Dunque Luna Nera si inserisce in un contesto tanto duro e affascinante, quanto complesso da mostrare. Vuole oltrepassare i limiti storici, per dar vita a una serie dai toni molto attuali: attraverso la voce di un gruppo di donne, Luna Nera vuole parlare di uguaglianza e rispetto. Le intenzioni sono molto innovative e condivisibili. Il problema di Luna Nera è legato a pecche della sceneggiatura e nella sua realizzazione che la rendono una serie in bilico, con lati positivi e lati negativi.

Ade e Tebe

Divisa in sei puntate, la prima stagione di Luna Nera non permette di entrare a fondo alla psicologia di tutti i personaggi e soprattutto non si riesce a comprendere fino in fondo il contesto storico. E’ chiaro il motivo che spinge le streghe a prepararsi alla battaglia contro Marzio, ma non si colgono a pieno le motivazioni storiche di questa caccia alla streghe.

Sembra che non ci sia stato il modo di approfondire le relazioni romantiche e le amicizie tra i personaggi. Molti elementi dello sviluppo narrativo arrivano in maniera affrettata. Di conseguenza tali elementi sono poco credibili e spesso riconducibili ai cliché soliti, come la storia d’amore nata dal tipico colpo di fulmine e  forse sviluppatasi troppo in fretta.

Sicuramente alcune storyline sono state solo abbozzate per dare la possibilità di creare una seconda stagione, tuttavia la sensazione che rimane è di fretta eccessiva e controsensi (Un esempio è la situazione del prete Oreggi).

Il dissidio interiore di Ade, Antonia Fotaras, rappresenta una linea narrativa potenzialmente interessante. Rifiuta inizialmente la sua natura, poi lo accetta e in seguito entra nuovamente in crisi. Il problema è che il primo passaggio dal rifiuto all’accettazione è quasi invisibile, mentre il secondo è troppo veloce, ma comunque di impatto e ciò è un bene.

Particolarmente ricco di sfumature poteva essere anche il personaggio di Pietro, interpretato da Giorgio Belli.
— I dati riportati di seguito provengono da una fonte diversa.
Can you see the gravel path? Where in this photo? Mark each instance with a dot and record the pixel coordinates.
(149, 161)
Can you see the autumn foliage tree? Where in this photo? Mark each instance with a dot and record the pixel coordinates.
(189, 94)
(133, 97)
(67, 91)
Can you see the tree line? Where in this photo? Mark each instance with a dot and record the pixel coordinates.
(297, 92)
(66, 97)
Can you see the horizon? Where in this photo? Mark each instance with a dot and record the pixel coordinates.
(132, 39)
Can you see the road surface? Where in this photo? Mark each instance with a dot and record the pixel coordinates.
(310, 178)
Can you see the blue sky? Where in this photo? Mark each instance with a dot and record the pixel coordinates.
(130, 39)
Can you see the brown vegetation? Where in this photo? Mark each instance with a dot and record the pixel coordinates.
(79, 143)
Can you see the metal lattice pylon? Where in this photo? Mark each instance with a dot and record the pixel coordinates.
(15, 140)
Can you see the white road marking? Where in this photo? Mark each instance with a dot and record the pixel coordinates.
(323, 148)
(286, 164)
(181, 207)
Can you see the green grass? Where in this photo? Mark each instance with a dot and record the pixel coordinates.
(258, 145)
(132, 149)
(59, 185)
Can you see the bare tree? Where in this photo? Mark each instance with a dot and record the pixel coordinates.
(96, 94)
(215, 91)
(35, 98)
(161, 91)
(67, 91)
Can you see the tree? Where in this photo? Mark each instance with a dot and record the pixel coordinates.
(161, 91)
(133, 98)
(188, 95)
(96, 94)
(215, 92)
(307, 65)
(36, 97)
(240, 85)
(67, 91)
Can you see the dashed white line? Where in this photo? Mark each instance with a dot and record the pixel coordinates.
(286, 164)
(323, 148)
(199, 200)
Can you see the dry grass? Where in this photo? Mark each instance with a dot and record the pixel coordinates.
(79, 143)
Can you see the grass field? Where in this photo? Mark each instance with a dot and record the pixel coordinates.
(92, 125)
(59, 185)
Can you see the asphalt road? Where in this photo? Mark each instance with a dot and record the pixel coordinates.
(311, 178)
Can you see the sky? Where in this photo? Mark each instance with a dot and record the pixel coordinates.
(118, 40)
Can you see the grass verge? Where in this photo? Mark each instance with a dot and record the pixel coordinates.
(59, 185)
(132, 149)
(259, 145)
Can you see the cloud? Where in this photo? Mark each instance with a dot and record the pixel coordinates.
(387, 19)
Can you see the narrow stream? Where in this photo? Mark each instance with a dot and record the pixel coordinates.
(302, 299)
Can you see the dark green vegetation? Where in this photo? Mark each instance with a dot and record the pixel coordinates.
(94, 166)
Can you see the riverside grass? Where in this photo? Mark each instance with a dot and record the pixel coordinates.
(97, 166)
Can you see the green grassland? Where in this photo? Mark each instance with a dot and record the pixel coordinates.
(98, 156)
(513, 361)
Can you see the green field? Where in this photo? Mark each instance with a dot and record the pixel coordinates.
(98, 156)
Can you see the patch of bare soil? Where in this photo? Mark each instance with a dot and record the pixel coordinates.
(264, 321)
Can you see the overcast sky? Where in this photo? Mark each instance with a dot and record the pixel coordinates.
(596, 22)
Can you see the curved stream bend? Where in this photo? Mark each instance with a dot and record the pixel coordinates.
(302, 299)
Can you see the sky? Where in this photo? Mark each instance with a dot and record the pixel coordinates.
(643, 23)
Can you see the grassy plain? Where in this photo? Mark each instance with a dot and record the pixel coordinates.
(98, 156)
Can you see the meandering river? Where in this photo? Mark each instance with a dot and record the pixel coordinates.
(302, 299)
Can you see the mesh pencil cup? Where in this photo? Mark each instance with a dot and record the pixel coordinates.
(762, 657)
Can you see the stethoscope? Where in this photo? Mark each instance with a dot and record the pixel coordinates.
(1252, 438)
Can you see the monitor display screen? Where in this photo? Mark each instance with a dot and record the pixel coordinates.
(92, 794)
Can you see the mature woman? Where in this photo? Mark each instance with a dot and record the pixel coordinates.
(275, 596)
Il giovane proviene da una famiglia di nobile origine e rappresenta lo scontro scienza-fede che ancora oggi continua a essere presente, seppur in maniera più silenziosa. Mentre il padre incolpa le streghe per ogni disgrazia attorno a lui, il figlio continua ad attribuire malattie e morti a fatti puramente scientifici legati al funzionamento del corpo e degli organi. Lo scontro è inevitabile.

Tuttavia la sceneggiatura sembra non riuscire a mostrare a pieno la psicologia del personaggio la cui crescita si blocca o meglio, cresce fin troppo velocemente, andando da un estremo all’altro. Tanto che il finale della stagione non rende giustizia alla sua natura, compiendo una scelta abbastanza scontata.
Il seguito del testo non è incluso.